A deep rumbling he’d been hearing came closer, and Cooper saw lightning over Castleton. He touched the handle of the iron gates. There should have been a chain and padlock, but the gates swung open easily at his touch. He could see several footprints at the top of the first terrace, where water running from the cliff face and splashing off the ticket booth had softened the surface.
‘No way,’ he said. ‘There’s no way I’m going in there again. Not on my own, in the dark.’
He fingered his phone, remembering that he’d have to walk all the back into the village to get a signal, or talk his way into someone’s house.
Cooper was about to turn away from the gates, but stopped. The last shreds of light from the lamps on the path reached a few feet past the ticket booth before being swallowed up in the blackness of the cavern. As his eyes adjusted to the darkness, he could make out the shapes of the abandoned rope-makers’ equipment on the terraces — the sledges and winders, and the jack with its rotating hooks.
And a few yards along the top terrace, he could see a human figure, motionless, slumped over one of the pulley-poles.
He pulled out his torch and shone it on the figure, illuminating a hunched back in a dark jacket, and legs that dragged on the floor at an unnatural angle. It hung on the edge of the darkness that led to the Devil’s Dining Room, and he knew he was looking at no one alive.

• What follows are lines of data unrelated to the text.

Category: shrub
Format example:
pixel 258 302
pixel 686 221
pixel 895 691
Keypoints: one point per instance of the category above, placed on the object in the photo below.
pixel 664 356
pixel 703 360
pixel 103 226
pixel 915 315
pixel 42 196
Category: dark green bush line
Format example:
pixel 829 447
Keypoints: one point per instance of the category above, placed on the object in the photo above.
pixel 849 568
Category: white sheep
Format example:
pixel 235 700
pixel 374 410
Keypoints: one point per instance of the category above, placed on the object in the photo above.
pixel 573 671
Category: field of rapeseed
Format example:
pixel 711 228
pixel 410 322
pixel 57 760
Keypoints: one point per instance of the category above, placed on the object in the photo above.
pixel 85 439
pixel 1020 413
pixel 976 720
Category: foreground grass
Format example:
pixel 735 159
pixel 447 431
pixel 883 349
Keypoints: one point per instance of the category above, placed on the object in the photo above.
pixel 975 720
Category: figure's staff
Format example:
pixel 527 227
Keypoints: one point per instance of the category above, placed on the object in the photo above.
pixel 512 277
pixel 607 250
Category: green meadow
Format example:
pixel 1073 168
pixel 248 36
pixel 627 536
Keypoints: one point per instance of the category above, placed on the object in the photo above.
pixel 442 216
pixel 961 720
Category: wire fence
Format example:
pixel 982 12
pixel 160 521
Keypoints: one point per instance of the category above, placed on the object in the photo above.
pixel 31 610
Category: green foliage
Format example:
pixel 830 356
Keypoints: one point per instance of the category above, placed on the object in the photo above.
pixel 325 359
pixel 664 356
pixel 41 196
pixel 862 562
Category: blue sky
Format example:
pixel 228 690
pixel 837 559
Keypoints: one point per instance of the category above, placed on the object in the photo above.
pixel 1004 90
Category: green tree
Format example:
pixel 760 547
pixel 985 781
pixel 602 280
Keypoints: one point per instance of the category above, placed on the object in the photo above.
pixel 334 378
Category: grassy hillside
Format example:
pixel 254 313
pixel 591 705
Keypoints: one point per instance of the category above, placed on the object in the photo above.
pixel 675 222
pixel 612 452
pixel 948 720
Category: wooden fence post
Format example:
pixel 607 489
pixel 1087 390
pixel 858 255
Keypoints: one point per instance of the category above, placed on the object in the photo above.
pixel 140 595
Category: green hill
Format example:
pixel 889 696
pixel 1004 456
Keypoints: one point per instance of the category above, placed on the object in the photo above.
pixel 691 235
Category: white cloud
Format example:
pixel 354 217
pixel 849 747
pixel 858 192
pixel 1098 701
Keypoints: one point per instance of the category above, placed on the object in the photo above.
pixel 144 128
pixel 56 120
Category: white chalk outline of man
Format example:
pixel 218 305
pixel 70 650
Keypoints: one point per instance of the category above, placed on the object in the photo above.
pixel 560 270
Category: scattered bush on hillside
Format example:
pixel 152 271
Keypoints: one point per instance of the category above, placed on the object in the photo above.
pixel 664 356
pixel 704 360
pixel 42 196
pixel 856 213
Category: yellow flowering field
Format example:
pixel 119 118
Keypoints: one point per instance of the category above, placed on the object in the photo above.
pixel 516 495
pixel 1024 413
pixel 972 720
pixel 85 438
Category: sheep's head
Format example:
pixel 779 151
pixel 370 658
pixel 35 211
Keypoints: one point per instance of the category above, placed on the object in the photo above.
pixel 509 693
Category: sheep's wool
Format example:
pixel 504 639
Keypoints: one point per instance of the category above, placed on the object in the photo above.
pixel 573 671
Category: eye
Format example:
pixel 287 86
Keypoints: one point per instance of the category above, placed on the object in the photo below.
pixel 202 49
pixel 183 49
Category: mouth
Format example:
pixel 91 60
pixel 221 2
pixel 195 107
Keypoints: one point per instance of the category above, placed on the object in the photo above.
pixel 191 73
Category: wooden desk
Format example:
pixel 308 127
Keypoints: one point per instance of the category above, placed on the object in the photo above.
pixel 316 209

Carefully, Cooper moved over the terrace towards it. He touched the shoulder, already feeling a prickle of apprehension from the knowledge that something wasn’t right. His hand rested on the dusty fabric, and sank in. His fingers pushed into the shoulder as if it had been reduced to shreds of straw. The figure sagged and slipped sideways. Dust fell out of its sleeves, and a pale, shapeless face rolled towards him, painted eyes staring past him towards the soot-blackened roof.
Somewhere in the darkness of the cavern, Cooper heard a metallic scrape, the drawing back of a powerful spring.
‘Put down the torch and turn round,’ said a voice. ‘Or you’re as dead as that dummy.’
41
Outside Speedwell Cavern, Diane Fry could see the road that ran up into Winnats Pass. The sides of the pass certainly looked a peculiar shape, but no doubt there was some sound geological reason for that. Coral reefs and tropical lagoons, indeed.
Ben Cooper had also told her a story about the old A625 being closed by landslips from Mam Tor. She’d found it hard to believe, having spent most of her life among roads that stayed pretty much where they were put. But, from Speedwell, she could see the collapsed slopes of the hill, where the shale had been loosened by the vast amounts of water that fell in these parts. It was obvious even to her that thousands of tons of rock had slithered down into the valley, carrying the road with it, ripping up yards of tarmacked surface as if it had been so much black crepe paper.
A member of staff was waiting for them in a room at the top of a steep flight of steps. He made them put on white safety helmets from a heap on a table.
‘Was it you who called in?’ she said.
‘Yes.’
‘And what’s your name, sir?’
‘Page.’
‘Mr Alistair Page?’
‘That’s right.’
Fry studied him for a moment.
‘I’d like to talk to you later, Mr Page,’ she said.
A guide took them down the steps, which ran back under the road, descending steeply into the hillside. The arched roof was low, as if constructed with small men in mind. Fry found it impossible to get into her stride as she went down. She had to take the steps one at a time for fear of losing her balance and pitching headlong to the bottom, where even her hard hat might not save her. Behind her, Gavin Murfin clutched cautiously at the handrail, which meant he had to stoop rather than walk in the middle of the steps where the roof was high enough to stand upright.